"What was the spirit like?" she asked quietly.

And then, all at once, she had to suppress a violent inclination to burst out laughing. For Pegler answered with a kind of cry, "A 'orrible happarition, ma'am!"

Miss Farrow could not help observing a trifle satirically: "That certainly sounds most unpleasant."

But Pegler went on, speaking with a touch of excitement very unusual with her: "It was a woman—a woman with a dreadful, wicked, spiteful face! Once she came up close to my bed, and I wanted to scream out, but I couldn't—my throat seemed shut up."

"D'you mean you actually saw what you took to be a ghost?"
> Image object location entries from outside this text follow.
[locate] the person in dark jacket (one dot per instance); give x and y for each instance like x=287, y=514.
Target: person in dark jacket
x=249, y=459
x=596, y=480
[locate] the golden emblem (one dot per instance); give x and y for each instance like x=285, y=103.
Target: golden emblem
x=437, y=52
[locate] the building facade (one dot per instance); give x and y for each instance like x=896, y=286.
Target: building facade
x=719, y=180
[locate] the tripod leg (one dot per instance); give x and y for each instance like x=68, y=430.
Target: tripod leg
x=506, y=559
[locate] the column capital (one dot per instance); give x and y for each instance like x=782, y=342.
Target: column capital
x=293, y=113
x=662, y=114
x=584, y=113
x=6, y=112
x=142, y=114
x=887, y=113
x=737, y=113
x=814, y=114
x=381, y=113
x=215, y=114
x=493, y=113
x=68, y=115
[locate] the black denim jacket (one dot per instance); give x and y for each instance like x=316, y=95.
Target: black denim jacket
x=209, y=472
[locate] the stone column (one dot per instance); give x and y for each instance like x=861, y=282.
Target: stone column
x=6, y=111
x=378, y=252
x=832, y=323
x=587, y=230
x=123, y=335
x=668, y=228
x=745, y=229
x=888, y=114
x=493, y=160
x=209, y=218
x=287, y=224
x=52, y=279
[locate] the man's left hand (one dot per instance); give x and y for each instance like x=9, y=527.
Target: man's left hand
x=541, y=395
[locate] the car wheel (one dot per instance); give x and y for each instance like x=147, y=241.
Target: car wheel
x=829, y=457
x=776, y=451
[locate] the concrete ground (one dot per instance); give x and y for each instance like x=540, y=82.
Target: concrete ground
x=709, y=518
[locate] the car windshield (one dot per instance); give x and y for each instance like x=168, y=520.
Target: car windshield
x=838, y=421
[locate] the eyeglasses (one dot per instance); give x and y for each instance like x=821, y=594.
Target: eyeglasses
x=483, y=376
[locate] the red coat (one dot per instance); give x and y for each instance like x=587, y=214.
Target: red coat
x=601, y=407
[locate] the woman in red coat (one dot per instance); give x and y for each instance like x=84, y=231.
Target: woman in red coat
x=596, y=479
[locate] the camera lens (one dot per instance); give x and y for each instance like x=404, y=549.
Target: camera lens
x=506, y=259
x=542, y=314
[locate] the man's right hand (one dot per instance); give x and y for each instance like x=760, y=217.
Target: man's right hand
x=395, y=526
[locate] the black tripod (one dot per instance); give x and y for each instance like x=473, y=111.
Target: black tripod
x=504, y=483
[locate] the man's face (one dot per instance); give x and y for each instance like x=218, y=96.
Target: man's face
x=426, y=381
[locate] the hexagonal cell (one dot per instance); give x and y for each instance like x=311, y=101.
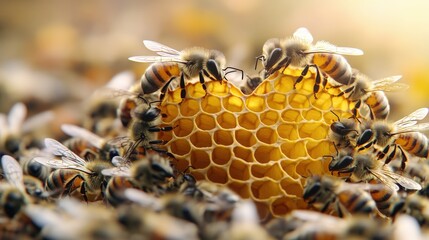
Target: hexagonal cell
x=318, y=149
x=264, y=189
x=221, y=155
x=200, y=159
x=239, y=170
x=255, y=103
x=217, y=174
x=184, y=127
x=265, y=154
x=298, y=101
x=312, y=114
x=284, y=84
x=245, y=138
x=248, y=121
x=169, y=112
x=269, y=117
x=201, y=139
x=277, y=101
x=294, y=150
x=223, y=137
x=314, y=130
x=244, y=153
x=180, y=147
x=205, y=122
x=211, y=104
x=291, y=115
x=233, y=104
x=288, y=131
x=266, y=135
x=273, y=171
x=227, y=120
x=323, y=101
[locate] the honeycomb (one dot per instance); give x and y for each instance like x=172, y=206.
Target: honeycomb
x=261, y=145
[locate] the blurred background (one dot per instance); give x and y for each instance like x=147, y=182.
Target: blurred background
x=57, y=53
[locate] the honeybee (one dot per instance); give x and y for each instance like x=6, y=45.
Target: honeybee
x=387, y=138
x=104, y=150
x=298, y=51
x=73, y=173
x=338, y=196
x=365, y=167
x=172, y=64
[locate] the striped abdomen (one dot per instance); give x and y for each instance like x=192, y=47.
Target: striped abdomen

"I did see a ghost, ma'am; not a doubt of it! She walked up and down that room in there, wringing her hands all the time—I'd heard the expression, ma'am, but I'd never seen anyone do it."

"Did anything else happen?"

"At last she went over to the window, and—and I'm afraid you won't believe me, ma'am—but there seemed no curtains there any more, nothing but just an opening into the darkness. I saw her bend over—" An expression of terror came over the woman's face.

"But how could you see her," asked Miss Farrow quickly, "if there was no light in the room?"

"In a sort of way," said Pegler somberly, "the spirit was supplying the light, as it were. I could see her in the darkness, as if she was a lamp moving about."